Building strings: format!¶
println! prints; format! returns a String:
Same syntax, same placeholders. Use format! when you want the string for later use.
Format-spec essentials¶
| Spec | Meaning | Example |
|---|---|---|
{} |
default display | 42, "hello" |
{:?} |
debug display (more raw) | useful for printing structs |
{:.2} |
2 decimal places | 3.14 from 3.14159 |
{:5} |
min width 5, right-aligned | 42 |
{:<5} |
min width 5, left-aligned | 42 |
{:0>3} |
pad with zeros, width 3 | 042 |
You don't need to memorize them; look up when needed. {} and {:?} are the two you'll use 95% of the time.
Reading input from stdin (briefly)¶
use std::io;
fn main() {
let mut input = String::new();
println!("What's your name?");
io::stdin().read_line(&mut input).expect("failed to read line");
let name = input.trim();
println!("Hello, {name}");
}
New things:
- use std::io; - bring the io module into scope.
- let mut input = String::new(); - empty mutable String.
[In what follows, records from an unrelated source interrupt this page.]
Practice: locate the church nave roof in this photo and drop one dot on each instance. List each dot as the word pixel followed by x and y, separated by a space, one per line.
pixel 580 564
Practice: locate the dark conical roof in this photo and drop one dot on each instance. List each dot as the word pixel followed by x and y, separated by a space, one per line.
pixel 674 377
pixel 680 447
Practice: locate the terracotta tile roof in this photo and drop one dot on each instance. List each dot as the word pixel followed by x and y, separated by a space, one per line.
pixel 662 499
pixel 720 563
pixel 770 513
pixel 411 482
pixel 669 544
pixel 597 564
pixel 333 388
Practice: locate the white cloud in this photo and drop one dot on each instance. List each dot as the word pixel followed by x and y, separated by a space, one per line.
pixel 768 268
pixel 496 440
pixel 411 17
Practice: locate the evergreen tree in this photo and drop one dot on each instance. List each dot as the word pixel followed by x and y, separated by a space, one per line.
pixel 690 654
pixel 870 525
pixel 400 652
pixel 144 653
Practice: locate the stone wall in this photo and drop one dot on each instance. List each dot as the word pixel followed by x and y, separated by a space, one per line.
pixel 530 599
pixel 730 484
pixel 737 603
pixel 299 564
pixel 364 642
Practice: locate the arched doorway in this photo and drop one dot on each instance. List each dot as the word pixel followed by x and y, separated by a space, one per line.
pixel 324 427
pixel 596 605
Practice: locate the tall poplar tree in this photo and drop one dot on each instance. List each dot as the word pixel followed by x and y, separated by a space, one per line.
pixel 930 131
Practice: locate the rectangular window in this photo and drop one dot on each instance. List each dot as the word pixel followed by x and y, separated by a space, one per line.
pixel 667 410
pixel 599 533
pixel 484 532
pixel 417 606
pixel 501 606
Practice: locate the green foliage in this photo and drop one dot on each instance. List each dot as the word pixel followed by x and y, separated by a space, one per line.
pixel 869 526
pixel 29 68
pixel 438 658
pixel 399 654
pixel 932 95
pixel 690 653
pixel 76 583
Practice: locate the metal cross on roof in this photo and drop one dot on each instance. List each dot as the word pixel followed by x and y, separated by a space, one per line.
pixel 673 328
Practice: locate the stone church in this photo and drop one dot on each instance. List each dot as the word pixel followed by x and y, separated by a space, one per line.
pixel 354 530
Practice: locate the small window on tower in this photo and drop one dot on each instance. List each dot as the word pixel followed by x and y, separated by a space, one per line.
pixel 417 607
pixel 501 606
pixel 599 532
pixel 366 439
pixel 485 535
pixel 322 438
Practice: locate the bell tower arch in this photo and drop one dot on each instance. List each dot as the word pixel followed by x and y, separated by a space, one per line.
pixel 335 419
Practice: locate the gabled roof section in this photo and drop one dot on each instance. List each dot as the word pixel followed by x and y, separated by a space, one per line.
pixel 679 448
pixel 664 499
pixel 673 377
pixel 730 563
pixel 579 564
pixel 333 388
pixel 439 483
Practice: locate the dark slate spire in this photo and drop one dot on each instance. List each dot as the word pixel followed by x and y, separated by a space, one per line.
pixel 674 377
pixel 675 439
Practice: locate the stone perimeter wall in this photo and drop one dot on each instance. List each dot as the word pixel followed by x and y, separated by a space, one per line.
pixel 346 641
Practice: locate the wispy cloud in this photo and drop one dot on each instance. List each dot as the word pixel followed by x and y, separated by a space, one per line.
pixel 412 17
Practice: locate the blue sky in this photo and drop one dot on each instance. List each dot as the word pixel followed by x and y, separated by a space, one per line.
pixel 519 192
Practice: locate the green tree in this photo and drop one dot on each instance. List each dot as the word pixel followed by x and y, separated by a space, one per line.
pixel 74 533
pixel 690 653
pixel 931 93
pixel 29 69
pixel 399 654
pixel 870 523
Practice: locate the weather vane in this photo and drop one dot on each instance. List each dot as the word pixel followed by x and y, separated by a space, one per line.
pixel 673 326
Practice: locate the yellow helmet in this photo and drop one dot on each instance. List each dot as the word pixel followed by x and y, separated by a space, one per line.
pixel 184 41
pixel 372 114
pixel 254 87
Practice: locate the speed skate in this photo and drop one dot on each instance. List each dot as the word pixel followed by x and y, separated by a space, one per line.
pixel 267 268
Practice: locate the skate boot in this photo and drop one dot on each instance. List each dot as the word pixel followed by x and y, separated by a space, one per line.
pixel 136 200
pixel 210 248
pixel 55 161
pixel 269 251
- io::stdin().read_line(&mut input) - read from stdin, append to input. The &mut is a mutable reference - we'll explain in page 06.
- .expect("...") - for now, "crash with this message if it fails." We'll do proper error handling in page 08.
- input.trim() - strips trailing newline.
Lots of new syntax. Don't try to absorb it all - just recognize the pattern when you need stdin.
Exercise¶
In your hello project, replace src/main.rs:
Write a program that:
- Has a variable for your name (
&str). - Has a variable for your favorite number (
i32). - Has a variable for whether it's morning (
bool). - Has a variable for
pi(f64). - Prints a multi-line message using
println!macros: For thepiline, use{:.2}to format to 2 decimals.
Run with cargo run.
Stretch: make name a String instead of &str. Pass it to a function fn greet(name: &str). Test that both name (a String) and a literal like "world" work as arguments.
What you might wonder¶
"Why is everything immutable by default?"
Reading code where variables don't change is easier - you know what's stable. mut makes mutation explicit and grep-able. Most variables in real Rust code don't need mut.
"Why two string types?"
Performance + ownership. &str is a borrowed view - cheap, immutable. String is owned - can grow, must be allocated and freed. The distinction matters when we get to ownership (page 06). For now: literals are &str, owned strings are String.
"Why explicit casts for numbers?" Implicit numeric conversion is a common bug source in C (silent overflow, sign confusion). Rust forces you to acknowledge what's happening. Slightly more typing; fewer bugs.
"Is mut "global" or per variable?"
Per variable. let mut x = 5; let y = 10; - x is mutable, y is not.
"What if I want a constant?"
Use const:
const is immutable, must have a type annotation, available throughout the file's scope.
Done¶
You can:
- Use let and let mut correctly.
- Recognize the primitive types and pick the right one.
- Distinguish &str from String.
- Use println! / format! with positional, named, and formatted placeholders.
- Cast between numeric types explicitly.